Entre a discricionariedade das câmaras de arbitragem e a autonomia da vontade das partes, significativa maioria dos integrantes da Comissão de Juristas entendeu que esta deveria prevalecer sobre aquela.
Afinal, a própria legislação dispõe com todas as letras que o árbitro deve ser aquele da confiança das partes (e não das câmaras arbitrais!).
Daí, a evitar tal prática, a proposta de introdução do § 4º ao artigo 13 da lei em vigor, com a seguinte redação: “As partes, de comum acordo, poderão afastar a aplicação de dispositivo do regulamento do órgão arbitral institucional ou entidade especializada que limite a escolha do árbitro único, coárbitro ou presidente do tribunal à respectiva lista de árbitros, autorizado o controle da escolha pelos órgãos competentes da instituição. Nos casos de impasse e arbitragem multiparte deverá ser observado o que dispuser o regulamento aplicável”.
Desse modo, procurando conferir maior liberdade às partes, poderão elas indicar livremente os seus respectivos árbitros, cuja admissão, no entanto, fica subordinada ao controle das câmaras arbitrais. Esta novidade, longe de ter natureza procedimental, coaduna-se à própria índole ontológica da arbitragem, no sentido de assegurar ampla e benfazeja supremacia da vontade das partes.
Norteada pelo princípio da ponderação, a proposta em tela, de um lado, assegura ampla hegemonia às partes, e, de outro, não impede que as câmaras arbitrais possuam listas de pessoas qualificadas, de caráter meramente supletório, sobretudo para escolha do presidente, naquelas hipóteses (raras, diga-se de passagem) em que os interessados se omitem, têm dificuldade na escolha ou mesmo no eventual impasse dos árbitros na indicação do presidente. Ademais, os órgãos institucionais de arbitragem continuam dispondo da prerrogativa de vetar a indicação de algum árbitro que não reúna requisitos mínimos para desempenhar, com segurança e transparência, o importante papel que lhe cabe, evitando-se qualquer risco em detrimento do devido processo arbitral.

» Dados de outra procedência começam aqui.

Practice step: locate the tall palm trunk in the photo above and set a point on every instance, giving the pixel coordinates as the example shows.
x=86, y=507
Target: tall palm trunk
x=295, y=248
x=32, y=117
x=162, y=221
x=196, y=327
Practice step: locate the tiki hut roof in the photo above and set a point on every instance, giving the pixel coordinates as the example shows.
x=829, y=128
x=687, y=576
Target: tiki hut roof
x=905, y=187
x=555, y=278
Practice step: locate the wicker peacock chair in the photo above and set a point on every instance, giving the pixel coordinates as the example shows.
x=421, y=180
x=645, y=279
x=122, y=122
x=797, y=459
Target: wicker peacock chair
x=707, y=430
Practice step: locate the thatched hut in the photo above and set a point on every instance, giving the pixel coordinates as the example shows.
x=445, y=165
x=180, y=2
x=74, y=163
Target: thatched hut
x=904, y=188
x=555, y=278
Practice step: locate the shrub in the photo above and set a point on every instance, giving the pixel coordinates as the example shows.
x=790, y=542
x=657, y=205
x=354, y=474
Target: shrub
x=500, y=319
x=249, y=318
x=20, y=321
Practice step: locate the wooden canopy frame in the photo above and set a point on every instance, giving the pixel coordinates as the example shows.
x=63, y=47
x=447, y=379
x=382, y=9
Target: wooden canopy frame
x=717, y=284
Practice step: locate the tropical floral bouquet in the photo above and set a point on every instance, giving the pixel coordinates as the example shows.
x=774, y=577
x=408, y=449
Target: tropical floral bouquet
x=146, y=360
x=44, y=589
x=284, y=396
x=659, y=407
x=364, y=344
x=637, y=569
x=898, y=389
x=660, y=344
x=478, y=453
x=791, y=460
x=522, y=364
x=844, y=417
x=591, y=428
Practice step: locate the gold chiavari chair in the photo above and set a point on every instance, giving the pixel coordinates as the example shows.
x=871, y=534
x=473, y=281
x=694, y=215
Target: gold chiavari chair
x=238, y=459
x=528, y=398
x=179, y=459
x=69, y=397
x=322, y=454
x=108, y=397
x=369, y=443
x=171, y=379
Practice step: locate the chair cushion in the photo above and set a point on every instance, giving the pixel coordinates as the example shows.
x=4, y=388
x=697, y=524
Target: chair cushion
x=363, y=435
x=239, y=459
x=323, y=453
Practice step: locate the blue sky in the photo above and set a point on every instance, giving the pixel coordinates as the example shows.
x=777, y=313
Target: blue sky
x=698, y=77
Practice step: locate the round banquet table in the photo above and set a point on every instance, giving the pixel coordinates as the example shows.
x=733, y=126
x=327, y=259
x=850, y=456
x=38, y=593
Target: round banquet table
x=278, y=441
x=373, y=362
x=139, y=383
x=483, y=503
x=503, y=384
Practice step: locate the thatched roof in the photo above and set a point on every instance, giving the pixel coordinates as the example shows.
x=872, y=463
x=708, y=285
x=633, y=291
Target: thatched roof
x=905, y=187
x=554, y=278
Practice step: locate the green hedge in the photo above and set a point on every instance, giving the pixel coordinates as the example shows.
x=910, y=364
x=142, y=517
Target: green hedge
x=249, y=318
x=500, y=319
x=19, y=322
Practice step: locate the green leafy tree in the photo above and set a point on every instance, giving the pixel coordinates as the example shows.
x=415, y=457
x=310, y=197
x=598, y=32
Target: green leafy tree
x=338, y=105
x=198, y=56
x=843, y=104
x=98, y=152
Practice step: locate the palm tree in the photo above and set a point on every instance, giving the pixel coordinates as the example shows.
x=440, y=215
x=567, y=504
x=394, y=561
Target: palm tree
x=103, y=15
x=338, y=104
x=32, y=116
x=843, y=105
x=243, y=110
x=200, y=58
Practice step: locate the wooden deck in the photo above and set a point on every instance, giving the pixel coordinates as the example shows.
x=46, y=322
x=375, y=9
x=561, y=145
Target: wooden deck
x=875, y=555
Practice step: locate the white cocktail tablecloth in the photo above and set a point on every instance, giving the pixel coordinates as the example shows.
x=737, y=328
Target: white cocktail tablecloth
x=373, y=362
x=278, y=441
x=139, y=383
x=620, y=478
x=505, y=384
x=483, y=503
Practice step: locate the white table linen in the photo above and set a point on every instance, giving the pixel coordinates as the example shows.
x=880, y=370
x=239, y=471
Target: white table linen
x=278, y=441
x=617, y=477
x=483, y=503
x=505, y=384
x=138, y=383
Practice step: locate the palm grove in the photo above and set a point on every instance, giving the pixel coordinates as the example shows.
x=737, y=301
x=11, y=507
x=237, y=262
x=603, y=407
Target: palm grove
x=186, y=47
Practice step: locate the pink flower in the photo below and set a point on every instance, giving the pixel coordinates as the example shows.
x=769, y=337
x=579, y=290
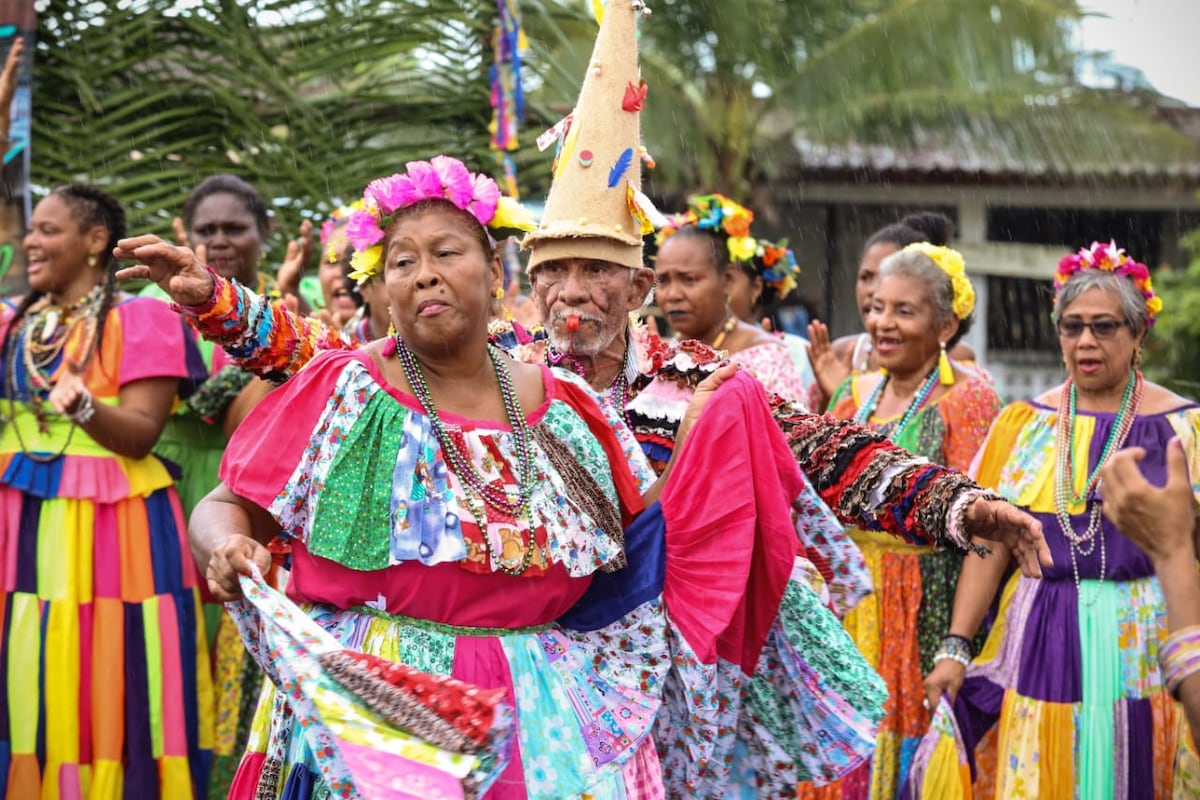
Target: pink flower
x=390, y=193
x=426, y=182
x=485, y=197
x=363, y=230
x=455, y=179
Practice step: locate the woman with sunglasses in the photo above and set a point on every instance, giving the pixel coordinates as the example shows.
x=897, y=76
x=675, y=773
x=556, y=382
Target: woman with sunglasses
x=1071, y=671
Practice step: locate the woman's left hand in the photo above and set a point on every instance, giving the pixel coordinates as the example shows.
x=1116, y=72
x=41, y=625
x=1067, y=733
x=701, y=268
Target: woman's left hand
x=703, y=394
x=1000, y=521
x=70, y=390
x=295, y=260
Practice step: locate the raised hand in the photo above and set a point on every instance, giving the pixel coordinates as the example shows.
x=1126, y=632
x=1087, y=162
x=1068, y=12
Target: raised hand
x=1000, y=521
x=828, y=368
x=177, y=270
x=295, y=260
x=1158, y=521
x=180, y=232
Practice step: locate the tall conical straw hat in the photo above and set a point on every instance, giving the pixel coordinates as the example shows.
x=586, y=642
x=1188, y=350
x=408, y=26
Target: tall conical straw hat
x=598, y=176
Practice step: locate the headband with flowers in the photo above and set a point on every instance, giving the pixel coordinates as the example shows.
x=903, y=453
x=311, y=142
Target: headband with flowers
x=774, y=262
x=442, y=178
x=951, y=262
x=1110, y=258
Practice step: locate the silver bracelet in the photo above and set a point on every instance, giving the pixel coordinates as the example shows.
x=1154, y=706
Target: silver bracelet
x=946, y=655
x=87, y=409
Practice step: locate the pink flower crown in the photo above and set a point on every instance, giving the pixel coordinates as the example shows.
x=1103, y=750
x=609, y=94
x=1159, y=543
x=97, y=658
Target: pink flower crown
x=441, y=178
x=1110, y=258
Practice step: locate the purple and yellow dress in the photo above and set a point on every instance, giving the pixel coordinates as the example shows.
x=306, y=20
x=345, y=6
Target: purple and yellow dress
x=1066, y=698
x=105, y=683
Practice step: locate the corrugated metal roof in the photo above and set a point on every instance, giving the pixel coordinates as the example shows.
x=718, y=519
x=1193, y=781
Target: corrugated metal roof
x=1050, y=142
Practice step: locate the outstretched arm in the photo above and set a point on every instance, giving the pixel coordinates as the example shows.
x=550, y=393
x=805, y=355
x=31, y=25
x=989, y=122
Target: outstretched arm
x=874, y=485
x=261, y=336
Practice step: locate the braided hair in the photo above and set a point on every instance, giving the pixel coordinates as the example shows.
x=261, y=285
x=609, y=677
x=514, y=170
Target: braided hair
x=89, y=206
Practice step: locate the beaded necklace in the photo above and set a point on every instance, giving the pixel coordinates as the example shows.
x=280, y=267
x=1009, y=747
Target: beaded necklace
x=617, y=391
x=918, y=402
x=40, y=338
x=499, y=499
x=1065, y=469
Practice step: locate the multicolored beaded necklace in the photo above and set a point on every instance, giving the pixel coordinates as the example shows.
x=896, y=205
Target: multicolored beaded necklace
x=1065, y=468
x=461, y=463
x=40, y=338
x=918, y=402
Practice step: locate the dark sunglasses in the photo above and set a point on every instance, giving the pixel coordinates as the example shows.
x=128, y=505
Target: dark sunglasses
x=1102, y=329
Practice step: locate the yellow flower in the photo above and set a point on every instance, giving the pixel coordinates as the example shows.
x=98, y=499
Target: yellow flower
x=366, y=265
x=964, y=296
x=510, y=215
x=742, y=248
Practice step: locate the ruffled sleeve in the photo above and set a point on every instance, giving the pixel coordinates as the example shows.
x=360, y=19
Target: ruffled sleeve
x=772, y=365
x=271, y=440
x=153, y=341
x=262, y=335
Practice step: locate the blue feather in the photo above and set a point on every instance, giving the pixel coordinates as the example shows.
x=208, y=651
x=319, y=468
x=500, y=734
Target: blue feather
x=621, y=167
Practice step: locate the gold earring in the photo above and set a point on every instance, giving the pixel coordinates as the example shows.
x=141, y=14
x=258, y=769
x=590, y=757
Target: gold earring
x=945, y=368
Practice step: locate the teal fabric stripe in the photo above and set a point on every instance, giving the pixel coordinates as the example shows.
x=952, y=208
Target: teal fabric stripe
x=1101, y=660
x=355, y=504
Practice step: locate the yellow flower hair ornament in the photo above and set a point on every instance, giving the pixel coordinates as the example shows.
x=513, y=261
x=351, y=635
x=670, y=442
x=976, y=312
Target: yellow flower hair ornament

Cumpre esclarecer, nesse particular, que o dispositivo legal sugerido é expressamente defendido pela melhor doutrina estrangeira e, outrossim, segue orientação internacional, sendo em tudo análogo a regra constante, entre outros, do Regulamento de Arbitragem da prestigiosa Câmara de Comércio Internacional (CCI).
Em suma: a liberdade das partes constitui a pedra angular da arbitragem!
José Rogério Cruz e Tucci é advogado, professor titular da Faculdade de Direito da USP e integrante da Comissão de Juristas para a reforma da Lei de Arbitragem.